PS-Transformer: Learning Sparse Photometric Stereo Network using Self-Attention Mechanism
This addresses the challenge of accurate 3D surface reconstruction from limited lighting conditions in computer vision, offering a novel approach that improves performance in sparse settings.
The paper tackles the problem of sparse calibrated photometric stereo, where existing methods fail with few input images, by proposing PS-Transformer that uses a self-attention mechanism to capture complex interactions, achieving surface normal prediction accuracy that significantly outperforms state-of-the-art methods with the same number of images and is comparable to dense algorithms using 10x more images.

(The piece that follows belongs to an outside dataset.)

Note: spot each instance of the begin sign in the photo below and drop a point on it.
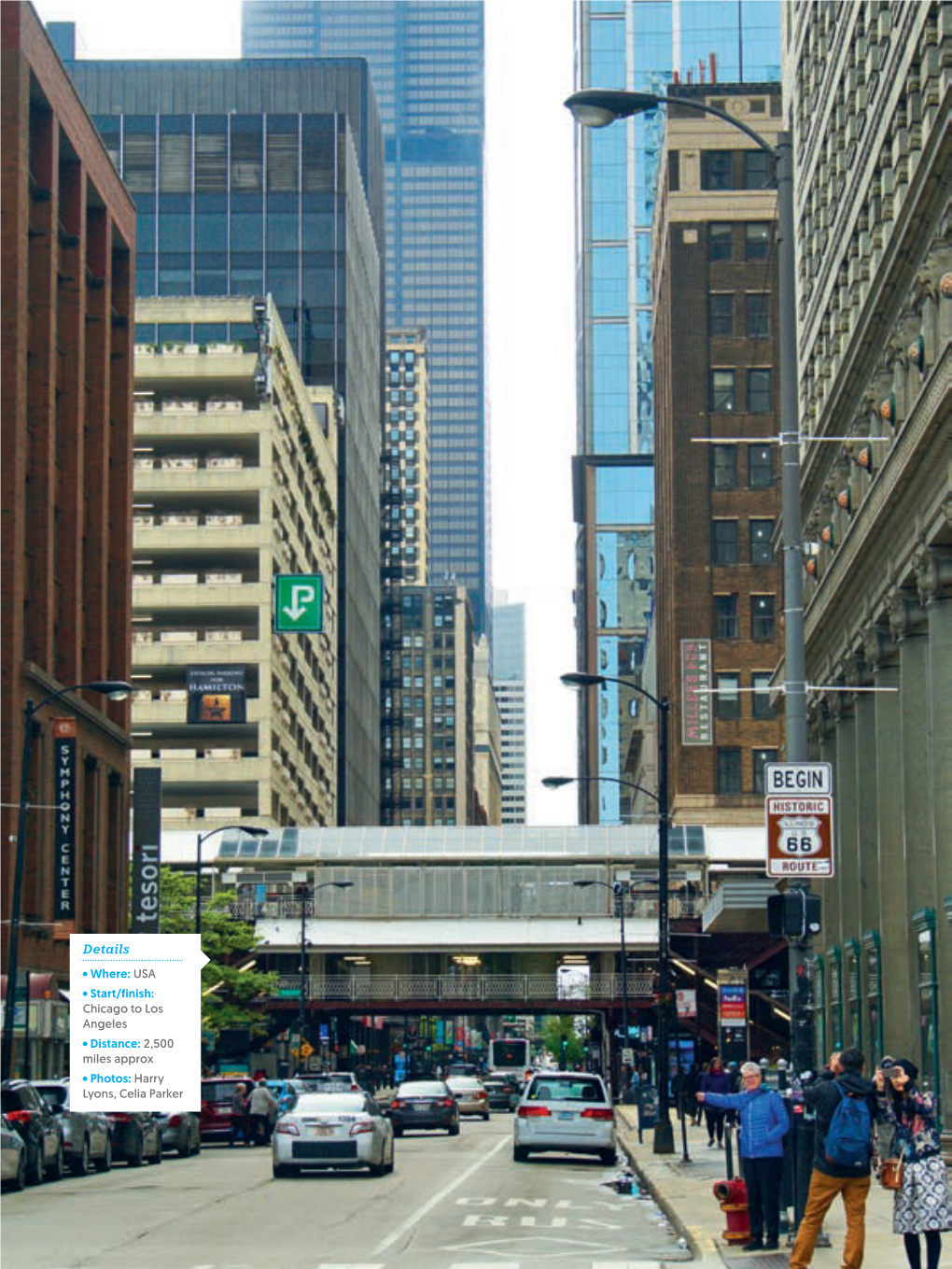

Existing deep calibrated photometric stereo networks basically aggregate observations under different lights based on the pre-defined operations such as linear projection and max pooling. While they are effective with the dense capture, simple first-order operations often fail to capture the high-order interactions among observations under small number of different lights. To tackle this issue, this paper presents a deep sparse calibrated photometric stereo network named {\it PS-Transformer} which leverages the learnable self-attention mechanism to properly capture the complex inter-image interactions. PS-Transformer builds upon the dual-branch design to explore both pixel-wise and image-wise features and individual feature is trained with the intermediate surface normal supervision to maximize geometric feasibility. A new synthetic dataset named CyclesPS+ is also presented with the comprehensive analysis to successfully train the photometric stereo networks. Extensive results on the publicly available benchmark datasets demonstrate that the surface normal prediction accuracy of the proposed method significantly outperforms other state-of-the-art algorithms with the same number of input images and is even comparable to that of dense algorithms which input 10$\times$ larger number of images.